Defending abstract knowledge does not make you an epistemological dinosaur argues Mark Taylor

In an interesting debate at the Royal Society of Arts*, sociologist Michael Young made a rarely heard point, namely that the teaching of knowledge matters. More importantly, he pointed out that knowledge is neglected because policymakers assume that there is no connection between knowledge and the needs of the economy. In consequence, the educational system has become a vehicle for a kind of mass vocationalism, based on targets, league tables and outcomes, which have changed the character of schools into places that are no longer distinctive for attempting to give children knowledge that they cannot acquire elsewhere.

Young cautioned against assuming, in response to this change, that schools are democracies or that they should be used to resolve authority issues in the wider society. To understand the place of knowledge in schools today we need to understand that knowledge is both context-dependent and context-independent. With that distinction in mind, he counselled against conflating these two aspects of knowledge in schools, and noted that context-independent knowledge - in the form of abstract ideas - must sometimes be taught counter to the experience of the child. Indeed, the teacher must impose it on the child.

With arguments like these Young comes across as an epistemological dinosaur - if a welcome one - in the present climate of anti-intellectual governmental and academic approaches to education. These approaches were partly expressed in the response of Geoff Stanton. Stanton, in seeking a defence for the anti-knowledge shift observed by Young, claimed that vocational pedagogy is ‘more complex’ than its academic equivalent. It appears that the more the curriculum loses its previous connection (however poorly taught) with academic subjects, the more observers like Stanton claim that new methods are more sophisticated than previous ones. But Stanton’s defence really only justified the replacement of properly examined academic knowledge with the messy and ever-growing range of self-assessed ‘subjects’ currently being thrown at schools. In this sense, Young is indeed right that schools are losing their previously distinctive educational place in society and, with ‘subjects’ as diverse as ‘parenting’, ‘family learning’, ‘happiness’ or ‘health and beauty’, it is increasingly hard to know where school begins and family ends. Clearly, therefore, vocational pedagogy conflates educational process and content and mystifies the crucial fact that all schools ought to provide a rigorous education in academic subjects which - given that all topics of study have underlying academic principles - would then enable progression to their vocational applications to be made.
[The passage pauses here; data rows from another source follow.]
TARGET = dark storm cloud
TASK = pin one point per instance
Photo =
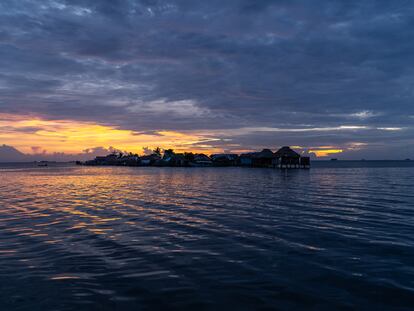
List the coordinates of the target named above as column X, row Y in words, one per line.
column 216, row 65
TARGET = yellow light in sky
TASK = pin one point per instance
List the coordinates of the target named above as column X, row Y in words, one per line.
column 325, row 152
column 24, row 133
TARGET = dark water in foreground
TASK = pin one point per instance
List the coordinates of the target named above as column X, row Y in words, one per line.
column 79, row 238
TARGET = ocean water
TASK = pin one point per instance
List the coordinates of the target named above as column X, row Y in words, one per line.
column 339, row 236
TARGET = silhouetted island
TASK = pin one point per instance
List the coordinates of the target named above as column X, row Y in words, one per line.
column 285, row 157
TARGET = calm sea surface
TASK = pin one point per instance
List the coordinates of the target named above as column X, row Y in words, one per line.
column 337, row 237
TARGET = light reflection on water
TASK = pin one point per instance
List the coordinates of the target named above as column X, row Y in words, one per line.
column 177, row 238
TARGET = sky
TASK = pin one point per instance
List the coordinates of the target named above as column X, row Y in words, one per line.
column 330, row 78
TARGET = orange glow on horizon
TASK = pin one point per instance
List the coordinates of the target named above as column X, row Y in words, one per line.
column 325, row 152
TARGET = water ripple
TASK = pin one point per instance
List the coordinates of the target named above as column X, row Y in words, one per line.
column 161, row 238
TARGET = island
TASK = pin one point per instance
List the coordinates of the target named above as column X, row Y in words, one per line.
column 284, row 158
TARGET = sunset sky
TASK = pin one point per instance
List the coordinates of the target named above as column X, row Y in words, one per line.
column 333, row 78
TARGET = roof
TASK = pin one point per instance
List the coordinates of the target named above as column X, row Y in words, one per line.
column 286, row 152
So has Young got it right in defending knowledge? Not quite. In focusing so much on knowledge per se, as opposed to subject knowledge of different academic disciplines, Young ends up debating the knowledge content of almost everything, rather than defending the distinctive subject content of a general academic education. Philosophically, this may be inevitable, but pedagogically it is problematic, because it allows the acceptance of the potential ‘subject’ in every newly assessed form of modern behaviour. So, instead of challenging the current approaches to education as he would wish, he ironically opens the theoretical door towards a defence of them. For example, in saying that the knowledge base of beauty therapy must be taught as seriously as that of physics and chemistry, he implicitly weakens a defence of an academic curriculum for all pupils, and ends up in the thick of the current contorted ‘debates’ about how many new undisciplined experiences can be thrown into the curriculum to make it ‘relevant’ to the 21st century. After all, through Every Child Matters, the government has transformed ‘enjoyment’, ‘engagement’, ‘health’ and ‘happiness’ into forms of knowledge which they seem to think can be measured. Indeed, the government appears to have a more radical approach to knowledge than some of the social scientists Young criticises.

Although knowledge should be defended in the form of the subjects that explain the world to us, if it is defended at too abstract a level, it parrots in the secondary sector the post-modern confusion evident at university level. The result is the increasing elevation of cross-curricular thematic learning and experiences above the teaching and applying of the core principles of individual academic subjects. Pupils who learn in this way are in danger of turning up at university intellectually confused and lacking in the real subject knowledge they need to challenge their tutors. This is the opposite of what Young intended. He forgot that even the defence of knowledge is context-dependent.